Paradoris liturata

Photo courtesy of Jim Black
Police Pier, Lembeh Straits

RS System with 50 mm macro and super macro adapter

Paradoris liturata, (Bergh, 1905)

This week we delve into an subject area not well understood even by scientists. One of the proposed defense mechanisms of nudibranchs is mimicry whereby different species acquire certain visual similarities to confuse or deter potential predators. In this case we have a dorid that without the presence of gills is a great stand in for Phyllidiella pustulosa , a very, very toxic member of the Phyllidiidae family. A great introduction to the world of mimicry as it applies to our slug friends can be found on Bill Rudman's Sea Slug Forum .

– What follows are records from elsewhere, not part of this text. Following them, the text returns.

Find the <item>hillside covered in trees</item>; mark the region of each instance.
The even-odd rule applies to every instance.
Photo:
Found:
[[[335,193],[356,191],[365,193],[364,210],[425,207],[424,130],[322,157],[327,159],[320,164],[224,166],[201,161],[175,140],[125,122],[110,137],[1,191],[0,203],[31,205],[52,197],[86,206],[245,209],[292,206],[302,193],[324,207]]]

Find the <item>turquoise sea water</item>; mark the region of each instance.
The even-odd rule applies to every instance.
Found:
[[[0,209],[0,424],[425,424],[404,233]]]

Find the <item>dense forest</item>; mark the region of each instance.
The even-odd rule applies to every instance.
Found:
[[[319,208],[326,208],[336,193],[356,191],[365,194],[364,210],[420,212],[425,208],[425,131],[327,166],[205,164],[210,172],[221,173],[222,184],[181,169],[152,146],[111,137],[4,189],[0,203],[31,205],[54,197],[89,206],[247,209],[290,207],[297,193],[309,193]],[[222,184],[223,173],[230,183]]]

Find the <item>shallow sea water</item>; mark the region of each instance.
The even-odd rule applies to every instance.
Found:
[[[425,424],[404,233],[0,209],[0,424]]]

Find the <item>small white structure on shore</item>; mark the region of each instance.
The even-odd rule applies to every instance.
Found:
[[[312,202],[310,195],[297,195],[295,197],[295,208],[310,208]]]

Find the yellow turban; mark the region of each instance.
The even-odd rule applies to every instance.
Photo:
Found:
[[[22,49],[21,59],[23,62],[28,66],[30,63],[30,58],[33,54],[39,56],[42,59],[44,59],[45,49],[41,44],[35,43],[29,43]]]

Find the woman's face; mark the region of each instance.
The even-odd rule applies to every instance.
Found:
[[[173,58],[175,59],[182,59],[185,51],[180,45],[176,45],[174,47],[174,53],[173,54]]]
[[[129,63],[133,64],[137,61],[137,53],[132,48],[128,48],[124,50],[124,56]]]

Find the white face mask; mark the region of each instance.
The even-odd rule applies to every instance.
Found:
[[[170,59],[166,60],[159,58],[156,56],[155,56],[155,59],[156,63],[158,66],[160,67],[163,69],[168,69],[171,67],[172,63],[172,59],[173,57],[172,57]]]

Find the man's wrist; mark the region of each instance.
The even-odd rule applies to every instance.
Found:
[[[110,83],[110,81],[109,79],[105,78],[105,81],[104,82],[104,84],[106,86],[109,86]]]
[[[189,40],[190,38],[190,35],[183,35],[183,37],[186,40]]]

The similarities between Paradoris liturata and Phyllidiella pustulosa are quite remarkable. I sometimes wonder in Nature's time frame how long it took this "relationship" to evolve and how was it "catalyzed"?

For a long time Phyllidiella pustulosa didn't rank very high in desirability as a photographic subject from my personal point of view. That has changed as a direct result of being introduced to Paradoris liturata . I now almost always take the time to check out P. pustulosa for the presence of gills!

Last October on a trip to the Komodos with Ali Hermosillo, I got lucky and found one and took some so-so video . The branch isn't doing much of anything but another dimension is added with video.

Thanks goes again to veteran u/w photographer and long time contributor to the Slug Site Jim Black for his super macro branch shots!

I hope at some point in time Richard Willan down under has time to explore this fasinating mimicry relationship further!

Michael Miller
San Diego, Calif
Jun, 2008

Jim Black on location

Jim is retired from US Airways after 27 years as a pilot..., flying Captain on an Airbus 330 Internationally.

Diving since 1970...with over 5200 dives logged. Shoots Nikon F4s in housing and Nikonos RS.

Jim's photography has been featured in a number of books and publications including Helmut Debelius' Nudibranchs and Sea Snails of Gosliner, Behrens and Williams Coral Reef Animals of the Indo-Pacific. A photo of Jim petting a shark in "Sleeping Shark Caves" off Isla Mujeres Island, Mexico, taken by Amy Foster his significant other, recently appeared in Dave Behrens' Diving Guide to Cozumel, Cancun & The Riviera Maja.